Hi I recently caught a swarm on a small second floor balcony of our house using a swarm trap. I am going to keep the bees there for a few weeks to establish themselves before I move them- I need to move them because the only access to this small balcony (8x3)is through our kitchen - and I cannot leave the bees there permanently - well anyhow I got to thinking maybe I should put another trap on this small balcony- it would have to be right next to existing swarm. Would a swarm move that close next to an existing hive? Can't imagine I would get lucky twice but I have the traps so why not and after all it is swarm season. ? Let me know your thoughts.


----------



## Harley Craig (Sep 18, 2012)

If you have the extra boxes go for it , often times after swarms will go to the same spot if a new box is placed and people have swarms move into dead outs all the time sitting right next to active hives


----------



## Charlie B (May 20, 2011)

You don't have to leave the first swarm there for two weeks. Just move them now and place another trap there. Much more likely a second swarm will move in without another colony occupying that small area already.

I have moved the majority of the swarms I've trapped within a couple of days without any problem at all.


----------



## SallyD (Mar 12, 2011)

Charlie B said:


> You don't have to leave the first swarm there for two weeks. Just move them now and place another trap there. Much more likely a second swarm will move in without another colony occupying that small area already.
> 
> I have moved the majority of the swarms I've trapped within a couple of days without any problem at all.

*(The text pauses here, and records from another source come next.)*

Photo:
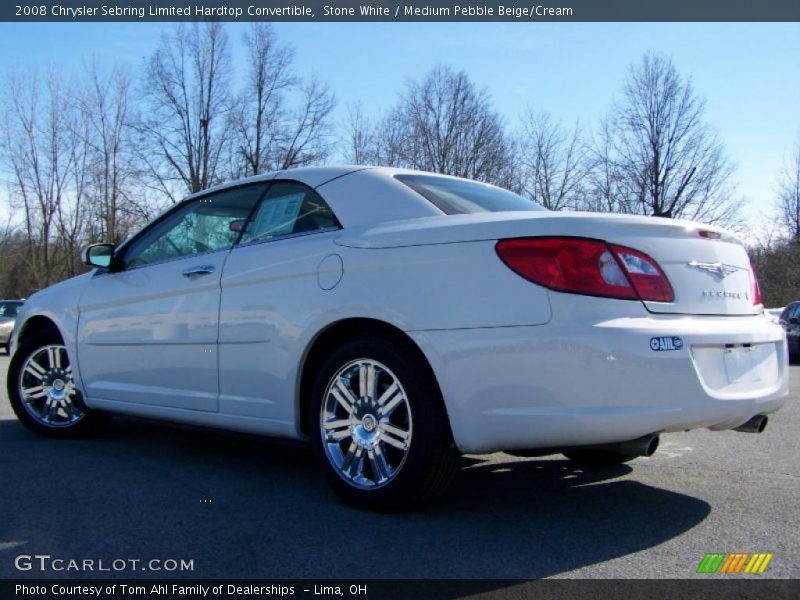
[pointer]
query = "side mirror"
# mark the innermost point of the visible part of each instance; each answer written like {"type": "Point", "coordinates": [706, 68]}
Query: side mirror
{"type": "Point", "coordinates": [98, 255]}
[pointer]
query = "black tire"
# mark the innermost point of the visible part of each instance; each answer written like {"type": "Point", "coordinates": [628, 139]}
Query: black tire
{"type": "Point", "coordinates": [597, 458]}
{"type": "Point", "coordinates": [88, 424]}
{"type": "Point", "coordinates": [431, 458]}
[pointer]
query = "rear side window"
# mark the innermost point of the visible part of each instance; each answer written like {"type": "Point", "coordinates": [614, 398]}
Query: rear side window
{"type": "Point", "coordinates": [461, 197]}
{"type": "Point", "coordinates": [289, 208]}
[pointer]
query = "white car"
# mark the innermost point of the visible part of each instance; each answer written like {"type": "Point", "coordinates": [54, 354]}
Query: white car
{"type": "Point", "coordinates": [398, 319]}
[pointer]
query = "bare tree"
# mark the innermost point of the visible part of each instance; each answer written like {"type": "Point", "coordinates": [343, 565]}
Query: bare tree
{"type": "Point", "coordinates": [789, 195]}
{"type": "Point", "coordinates": [104, 104]}
{"type": "Point", "coordinates": [552, 165]}
{"type": "Point", "coordinates": [260, 113]}
{"type": "Point", "coordinates": [446, 125]}
{"type": "Point", "coordinates": [187, 93]}
{"type": "Point", "coordinates": [41, 151]}
{"type": "Point", "coordinates": [361, 137]}
{"type": "Point", "coordinates": [306, 140]}
{"type": "Point", "coordinates": [663, 158]}
{"type": "Point", "coordinates": [279, 121]}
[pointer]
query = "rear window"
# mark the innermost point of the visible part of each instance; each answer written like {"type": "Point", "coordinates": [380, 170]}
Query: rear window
{"type": "Point", "coordinates": [461, 197]}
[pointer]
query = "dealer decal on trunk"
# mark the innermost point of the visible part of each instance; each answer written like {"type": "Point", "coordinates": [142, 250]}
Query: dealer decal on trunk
{"type": "Point", "coordinates": [660, 344]}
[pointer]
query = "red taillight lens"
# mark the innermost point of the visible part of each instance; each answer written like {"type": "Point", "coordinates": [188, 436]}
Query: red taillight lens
{"type": "Point", "coordinates": [586, 266]}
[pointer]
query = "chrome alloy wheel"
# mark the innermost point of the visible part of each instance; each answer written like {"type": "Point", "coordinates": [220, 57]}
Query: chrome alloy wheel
{"type": "Point", "coordinates": [366, 424]}
{"type": "Point", "coordinates": [47, 389]}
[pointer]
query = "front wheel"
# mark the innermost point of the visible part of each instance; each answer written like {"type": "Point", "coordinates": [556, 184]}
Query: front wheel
{"type": "Point", "coordinates": [42, 390]}
{"type": "Point", "coordinates": [379, 425]}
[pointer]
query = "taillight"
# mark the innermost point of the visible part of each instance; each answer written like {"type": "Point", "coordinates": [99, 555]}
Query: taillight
{"type": "Point", "coordinates": [586, 266]}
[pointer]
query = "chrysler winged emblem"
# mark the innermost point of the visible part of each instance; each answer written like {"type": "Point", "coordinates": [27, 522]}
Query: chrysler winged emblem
{"type": "Point", "coordinates": [718, 269]}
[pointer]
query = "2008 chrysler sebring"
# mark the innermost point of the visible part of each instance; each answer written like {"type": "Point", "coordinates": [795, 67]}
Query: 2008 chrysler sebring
{"type": "Point", "coordinates": [397, 319]}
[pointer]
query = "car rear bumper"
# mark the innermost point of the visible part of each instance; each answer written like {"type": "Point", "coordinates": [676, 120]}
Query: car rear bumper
{"type": "Point", "coordinates": [590, 382]}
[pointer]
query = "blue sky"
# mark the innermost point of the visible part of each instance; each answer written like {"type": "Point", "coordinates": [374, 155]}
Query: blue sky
{"type": "Point", "coordinates": [748, 73]}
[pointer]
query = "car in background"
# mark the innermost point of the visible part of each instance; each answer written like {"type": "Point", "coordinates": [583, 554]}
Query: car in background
{"type": "Point", "coordinates": [790, 320]}
{"type": "Point", "coordinates": [397, 319]}
{"type": "Point", "coordinates": [8, 316]}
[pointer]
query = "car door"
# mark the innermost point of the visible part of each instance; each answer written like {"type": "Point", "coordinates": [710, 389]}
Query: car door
{"type": "Point", "coordinates": [273, 285]}
{"type": "Point", "coordinates": [148, 327]}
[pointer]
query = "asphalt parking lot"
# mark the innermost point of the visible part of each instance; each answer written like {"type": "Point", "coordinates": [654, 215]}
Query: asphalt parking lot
{"type": "Point", "coordinates": [242, 506]}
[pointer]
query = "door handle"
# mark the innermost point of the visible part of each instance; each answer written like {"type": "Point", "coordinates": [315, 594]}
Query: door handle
{"type": "Point", "coordinates": [198, 271]}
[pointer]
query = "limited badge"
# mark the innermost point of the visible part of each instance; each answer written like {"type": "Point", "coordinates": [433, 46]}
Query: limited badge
{"type": "Point", "coordinates": [660, 344]}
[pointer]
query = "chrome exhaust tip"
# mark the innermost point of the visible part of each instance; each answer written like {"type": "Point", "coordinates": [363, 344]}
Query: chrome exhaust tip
{"type": "Point", "coordinates": [643, 446]}
{"type": "Point", "coordinates": [756, 424]}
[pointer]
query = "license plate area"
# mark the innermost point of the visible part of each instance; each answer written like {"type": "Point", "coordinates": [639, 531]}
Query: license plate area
{"type": "Point", "coordinates": [730, 370]}
{"type": "Point", "coordinates": [741, 364]}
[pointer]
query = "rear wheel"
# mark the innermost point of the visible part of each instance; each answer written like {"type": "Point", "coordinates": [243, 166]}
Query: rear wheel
{"type": "Point", "coordinates": [379, 425]}
{"type": "Point", "coordinates": [42, 391]}
{"type": "Point", "coordinates": [597, 458]}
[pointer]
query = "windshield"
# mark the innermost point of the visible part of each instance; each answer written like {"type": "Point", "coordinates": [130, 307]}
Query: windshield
{"type": "Point", "coordinates": [460, 196]}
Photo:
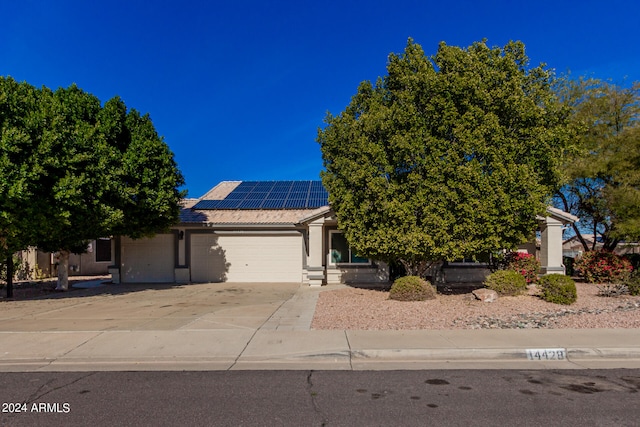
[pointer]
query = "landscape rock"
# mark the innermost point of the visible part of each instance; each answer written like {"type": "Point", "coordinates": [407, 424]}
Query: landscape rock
{"type": "Point", "coordinates": [485, 295]}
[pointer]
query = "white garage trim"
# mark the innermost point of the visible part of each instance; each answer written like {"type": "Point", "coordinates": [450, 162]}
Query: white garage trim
{"type": "Point", "coordinates": [148, 260]}
{"type": "Point", "coordinates": [272, 256]}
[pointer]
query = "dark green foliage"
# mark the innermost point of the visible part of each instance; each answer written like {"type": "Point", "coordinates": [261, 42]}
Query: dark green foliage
{"type": "Point", "coordinates": [412, 288]}
{"type": "Point", "coordinates": [558, 289]}
{"type": "Point", "coordinates": [506, 282]}
{"type": "Point", "coordinates": [446, 157]}
{"type": "Point", "coordinates": [72, 170]}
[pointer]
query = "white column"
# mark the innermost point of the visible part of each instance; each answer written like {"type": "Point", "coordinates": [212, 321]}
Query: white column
{"type": "Point", "coordinates": [551, 247]}
{"type": "Point", "coordinates": [315, 270]}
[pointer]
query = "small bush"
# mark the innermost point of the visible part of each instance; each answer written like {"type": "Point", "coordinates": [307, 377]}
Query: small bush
{"type": "Point", "coordinates": [411, 288]}
{"type": "Point", "coordinates": [558, 289]}
{"type": "Point", "coordinates": [525, 264]}
{"type": "Point", "coordinates": [633, 284]}
{"type": "Point", "coordinates": [603, 267]}
{"type": "Point", "coordinates": [612, 290]}
{"type": "Point", "coordinates": [506, 282]}
{"type": "Point", "coordinates": [568, 265]}
{"type": "Point", "coordinates": [634, 259]}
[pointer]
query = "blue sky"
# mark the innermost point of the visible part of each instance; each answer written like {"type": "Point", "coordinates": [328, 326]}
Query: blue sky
{"type": "Point", "coordinates": [239, 88]}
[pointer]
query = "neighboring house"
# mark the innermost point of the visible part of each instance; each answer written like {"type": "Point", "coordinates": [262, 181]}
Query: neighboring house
{"type": "Point", "coordinates": [572, 247]}
{"type": "Point", "coordinates": [95, 261]}
{"type": "Point", "coordinates": [268, 231]}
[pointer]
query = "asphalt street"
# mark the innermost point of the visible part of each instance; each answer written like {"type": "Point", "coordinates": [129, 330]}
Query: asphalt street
{"type": "Point", "coordinates": [322, 398]}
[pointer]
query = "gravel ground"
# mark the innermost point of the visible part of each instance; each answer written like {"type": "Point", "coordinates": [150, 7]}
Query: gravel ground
{"type": "Point", "coordinates": [365, 309]}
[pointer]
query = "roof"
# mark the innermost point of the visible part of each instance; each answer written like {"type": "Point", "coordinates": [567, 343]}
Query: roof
{"type": "Point", "coordinates": [261, 195]}
{"type": "Point", "coordinates": [256, 202]}
{"type": "Point", "coordinates": [560, 215]}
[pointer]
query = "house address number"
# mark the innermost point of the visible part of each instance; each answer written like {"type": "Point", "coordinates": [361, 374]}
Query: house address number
{"type": "Point", "coordinates": [546, 354]}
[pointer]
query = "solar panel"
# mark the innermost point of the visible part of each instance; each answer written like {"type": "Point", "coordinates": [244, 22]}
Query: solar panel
{"type": "Point", "coordinates": [271, 195]}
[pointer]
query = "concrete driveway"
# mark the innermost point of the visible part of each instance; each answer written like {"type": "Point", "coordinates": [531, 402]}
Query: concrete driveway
{"type": "Point", "coordinates": [149, 307]}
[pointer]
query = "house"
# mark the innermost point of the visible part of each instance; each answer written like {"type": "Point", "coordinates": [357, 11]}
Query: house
{"type": "Point", "coordinates": [572, 247]}
{"type": "Point", "coordinates": [95, 261]}
{"type": "Point", "coordinates": [268, 231]}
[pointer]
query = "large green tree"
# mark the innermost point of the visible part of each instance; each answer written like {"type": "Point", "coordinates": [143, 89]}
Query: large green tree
{"type": "Point", "coordinates": [445, 157]}
{"type": "Point", "coordinates": [603, 176]}
{"type": "Point", "coordinates": [20, 132]}
{"type": "Point", "coordinates": [96, 171]}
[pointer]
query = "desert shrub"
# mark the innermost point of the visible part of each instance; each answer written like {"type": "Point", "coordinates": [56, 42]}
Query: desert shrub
{"type": "Point", "coordinates": [633, 284]}
{"type": "Point", "coordinates": [525, 264]}
{"type": "Point", "coordinates": [568, 265]}
{"type": "Point", "coordinates": [603, 267]}
{"type": "Point", "coordinates": [411, 288]}
{"type": "Point", "coordinates": [506, 282]}
{"type": "Point", "coordinates": [634, 259]}
{"type": "Point", "coordinates": [612, 289]}
{"type": "Point", "coordinates": [558, 289]}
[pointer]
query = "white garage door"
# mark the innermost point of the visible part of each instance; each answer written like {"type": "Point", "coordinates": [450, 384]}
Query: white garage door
{"type": "Point", "coordinates": [246, 258]}
{"type": "Point", "coordinates": [148, 260]}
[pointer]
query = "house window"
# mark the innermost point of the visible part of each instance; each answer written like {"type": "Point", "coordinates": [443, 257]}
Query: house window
{"type": "Point", "coordinates": [340, 251]}
{"type": "Point", "coordinates": [103, 250]}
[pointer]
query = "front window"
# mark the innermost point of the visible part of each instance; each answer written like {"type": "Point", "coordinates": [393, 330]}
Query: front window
{"type": "Point", "coordinates": [103, 250]}
{"type": "Point", "coordinates": [340, 251]}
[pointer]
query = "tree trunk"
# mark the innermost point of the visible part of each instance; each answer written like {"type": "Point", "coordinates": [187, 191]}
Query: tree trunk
{"type": "Point", "coordinates": [63, 271]}
{"type": "Point", "coordinates": [10, 276]}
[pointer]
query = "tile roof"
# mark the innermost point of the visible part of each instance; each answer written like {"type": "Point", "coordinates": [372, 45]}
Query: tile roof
{"type": "Point", "coordinates": [189, 215]}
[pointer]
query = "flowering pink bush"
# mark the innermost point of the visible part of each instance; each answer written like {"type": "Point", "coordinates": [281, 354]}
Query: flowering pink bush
{"type": "Point", "coordinates": [525, 264]}
{"type": "Point", "coordinates": [603, 267]}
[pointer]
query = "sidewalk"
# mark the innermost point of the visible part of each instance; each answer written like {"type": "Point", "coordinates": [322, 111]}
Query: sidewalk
{"type": "Point", "coordinates": [265, 326]}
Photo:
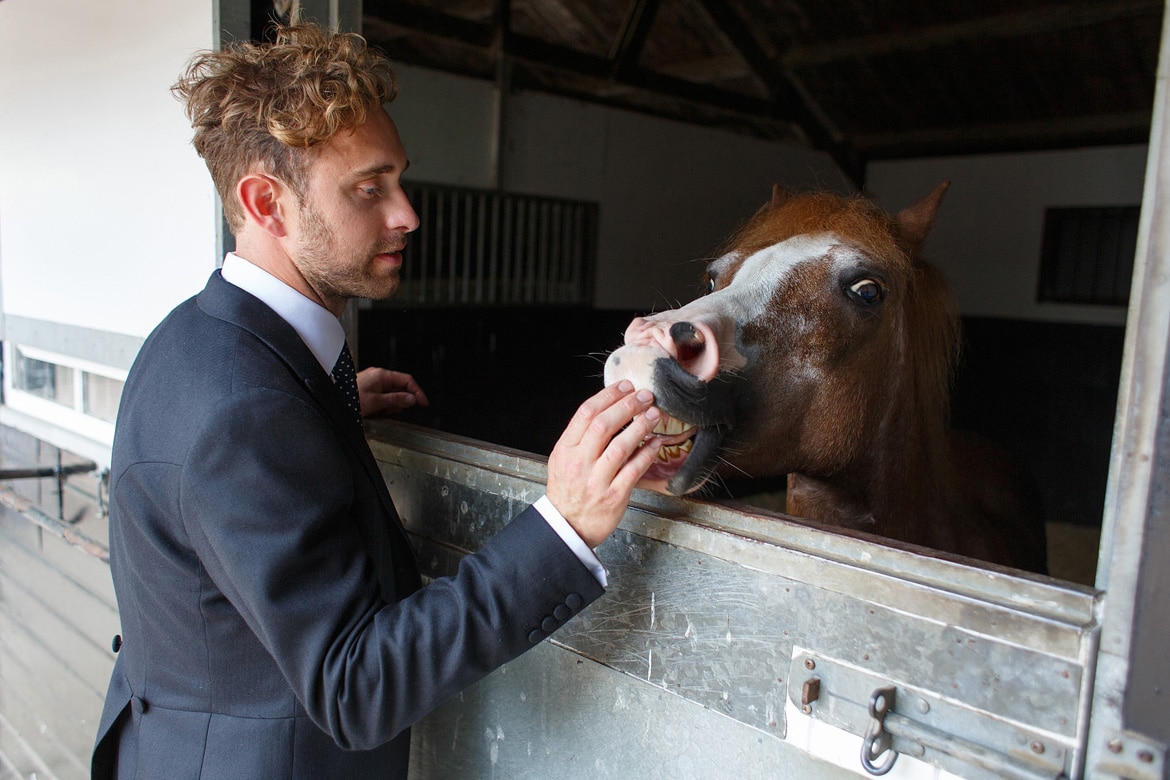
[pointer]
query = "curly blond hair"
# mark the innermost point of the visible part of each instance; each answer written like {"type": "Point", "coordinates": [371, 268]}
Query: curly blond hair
{"type": "Point", "coordinates": [267, 105]}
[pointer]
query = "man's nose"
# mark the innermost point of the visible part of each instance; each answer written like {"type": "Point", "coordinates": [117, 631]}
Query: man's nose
{"type": "Point", "coordinates": [403, 216]}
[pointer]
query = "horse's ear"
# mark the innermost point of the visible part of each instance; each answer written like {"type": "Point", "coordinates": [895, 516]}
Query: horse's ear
{"type": "Point", "coordinates": [915, 221]}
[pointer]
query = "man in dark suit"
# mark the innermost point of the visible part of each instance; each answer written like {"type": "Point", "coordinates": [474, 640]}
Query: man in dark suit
{"type": "Point", "coordinates": [274, 625]}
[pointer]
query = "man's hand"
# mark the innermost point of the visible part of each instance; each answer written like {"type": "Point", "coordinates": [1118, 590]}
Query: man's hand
{"type": "Point", "coordinates": [384, 392]}
{"type": "Point", "coordinates": [599, 458]}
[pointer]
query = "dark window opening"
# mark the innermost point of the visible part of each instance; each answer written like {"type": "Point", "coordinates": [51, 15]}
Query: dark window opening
{"type": "Point", "coordinates": [1088, 255]}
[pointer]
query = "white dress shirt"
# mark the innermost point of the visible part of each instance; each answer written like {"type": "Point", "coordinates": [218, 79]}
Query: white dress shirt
{"type": "Point", "coordinates": [324, 336]}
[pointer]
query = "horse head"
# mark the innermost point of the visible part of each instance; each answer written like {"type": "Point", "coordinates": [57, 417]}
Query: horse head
{"type": "Point", "coordinates": [821, 333]}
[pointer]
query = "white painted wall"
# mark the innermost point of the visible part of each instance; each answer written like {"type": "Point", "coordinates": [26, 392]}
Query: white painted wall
{"type": "Point", "coordinates": [988, 237]}
{"type": "Point", "coordinates": [107, 214]}
{"type": "Point", "coordinates": [668, 192]}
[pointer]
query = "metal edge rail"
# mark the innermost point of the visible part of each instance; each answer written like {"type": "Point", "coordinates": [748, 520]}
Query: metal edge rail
{"type": "Point", "coordinates": [60, 529]}
{"type": "Point", "coordinates": [1064, 602]}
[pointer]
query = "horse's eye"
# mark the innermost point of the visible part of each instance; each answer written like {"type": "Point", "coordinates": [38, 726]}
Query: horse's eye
{"type": "Point", "coordinates": [866, 290]}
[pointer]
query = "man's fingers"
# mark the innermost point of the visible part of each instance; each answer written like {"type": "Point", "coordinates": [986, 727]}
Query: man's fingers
{"type": "Point", "coordinates": [575, 432]}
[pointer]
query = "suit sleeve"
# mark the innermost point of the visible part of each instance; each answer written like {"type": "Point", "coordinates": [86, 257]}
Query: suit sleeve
{"type": "Point", "coordinates": [267, 498]}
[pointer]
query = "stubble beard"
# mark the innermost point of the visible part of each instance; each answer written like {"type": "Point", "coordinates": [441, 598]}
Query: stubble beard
{"type": "Point", "coordinates": [335, 276]}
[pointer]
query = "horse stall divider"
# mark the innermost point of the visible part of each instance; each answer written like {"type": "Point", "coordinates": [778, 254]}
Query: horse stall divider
{"type": "Point", "coordinates": [736, 643]}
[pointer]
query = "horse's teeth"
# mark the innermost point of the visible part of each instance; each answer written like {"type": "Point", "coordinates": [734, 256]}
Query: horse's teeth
{"type": "Point", "coordinates": [674, 451]}
{"type": "Point", "coordinates": [669, 426]}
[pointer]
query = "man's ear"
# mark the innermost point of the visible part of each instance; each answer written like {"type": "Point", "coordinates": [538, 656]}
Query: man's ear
{"type": "Point", "coordinates": [265, 200]}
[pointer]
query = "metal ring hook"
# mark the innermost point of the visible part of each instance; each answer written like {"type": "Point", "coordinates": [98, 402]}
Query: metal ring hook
{"type": "Point", "coordinates": [878, 740]}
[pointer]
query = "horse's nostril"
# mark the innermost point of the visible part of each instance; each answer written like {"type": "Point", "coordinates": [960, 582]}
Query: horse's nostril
{"type": "Point", "coordinates": [688, 339]}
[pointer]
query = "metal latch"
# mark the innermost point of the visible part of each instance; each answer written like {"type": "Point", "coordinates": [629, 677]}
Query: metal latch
{"type": "Point", "coordinates": [896, 718]}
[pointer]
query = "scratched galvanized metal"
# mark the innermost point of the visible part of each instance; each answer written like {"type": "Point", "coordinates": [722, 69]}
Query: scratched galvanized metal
{"type": "Point", "coordinates": [715, 614]}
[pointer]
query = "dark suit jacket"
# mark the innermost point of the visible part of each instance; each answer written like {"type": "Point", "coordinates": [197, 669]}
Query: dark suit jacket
{"type": "Point", "coordinates": [270, 615]}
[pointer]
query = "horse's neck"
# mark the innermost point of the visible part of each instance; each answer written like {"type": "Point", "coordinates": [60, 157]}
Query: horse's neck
{"type": "Point", "coordinates": [901, 489]}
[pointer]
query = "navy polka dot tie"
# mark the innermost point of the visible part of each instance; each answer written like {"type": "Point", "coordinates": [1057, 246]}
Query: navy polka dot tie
{"type": "Point", "coordinates": [345, 377]}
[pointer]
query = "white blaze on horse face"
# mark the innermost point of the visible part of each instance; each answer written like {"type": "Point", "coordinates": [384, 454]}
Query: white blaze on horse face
{"type": "Point", "coordinates": [716, 318]}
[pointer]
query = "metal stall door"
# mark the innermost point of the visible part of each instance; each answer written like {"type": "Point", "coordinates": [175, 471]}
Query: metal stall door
{"type": "Point", "coordinates": [741, 644]}
{"type": "Point", "coordinates": [1130, 719]}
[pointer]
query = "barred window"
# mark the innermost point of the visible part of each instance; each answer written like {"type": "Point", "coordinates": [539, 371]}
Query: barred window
{"type": "Point", "coordinates": [481, 247]}
{"type": "Point", "coordinates": [1088, 255]}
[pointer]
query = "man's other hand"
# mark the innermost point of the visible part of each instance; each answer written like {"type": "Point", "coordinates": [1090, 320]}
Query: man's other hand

Charlie- how far did you move the swarms from the location that they swarmed? I want to move them to the front of our house (about 25 feet) but a local beekeeper suggested I move them 3 miles away rather than so close-since the field bees may get lost. Suggesting that moving them 3 miles away for a few weeks and then back to the front of the house. What are your thoughts? I would hate to lose my swarm by having them abscond if I moved them. It would be a much more convenient to just move them to the front of the house.


----------



## Charlie B (May 20, 2011)

Sally,

Just move them where you want them and then place leaves or sticks in the entrance so they'll re-orient to their new location. You will have bees return to the old site but they'll eventually get it. You can wait until no more bees are lingering at the old site and then place another trap or place another trap right away and then shake out the bees that return to their new location.


----------



## bevy's honeybees (Apr 21, 2011)

I have bait boxes within feets of each other. I just had a swarm move into a 5 frame nuk bait box right next to an established hive. As it's swarm season, it's likely I will get one in the other box too. They are about 5 feet apart. The other bait box is a 10 frame and maybe 2 feet farther off the ground than the nuk, but this swarm chose the nuk. I noticed 2 days ago that both boxes were under inspection by a lot of bees. For bait boxes that are at temporary sites I personally like to leave boxes alone until I see pollen going in. I move them if necessary, but leave them for a week or so if they are not a problem at site. At one of my yards a swarm moved into a bait box last week and I set up another box at that site. I think having other bees at the same site is a help, not a hinderance.


----------



## SallyD (Mar 12, 2011)

Thank you all for the advice!!


----------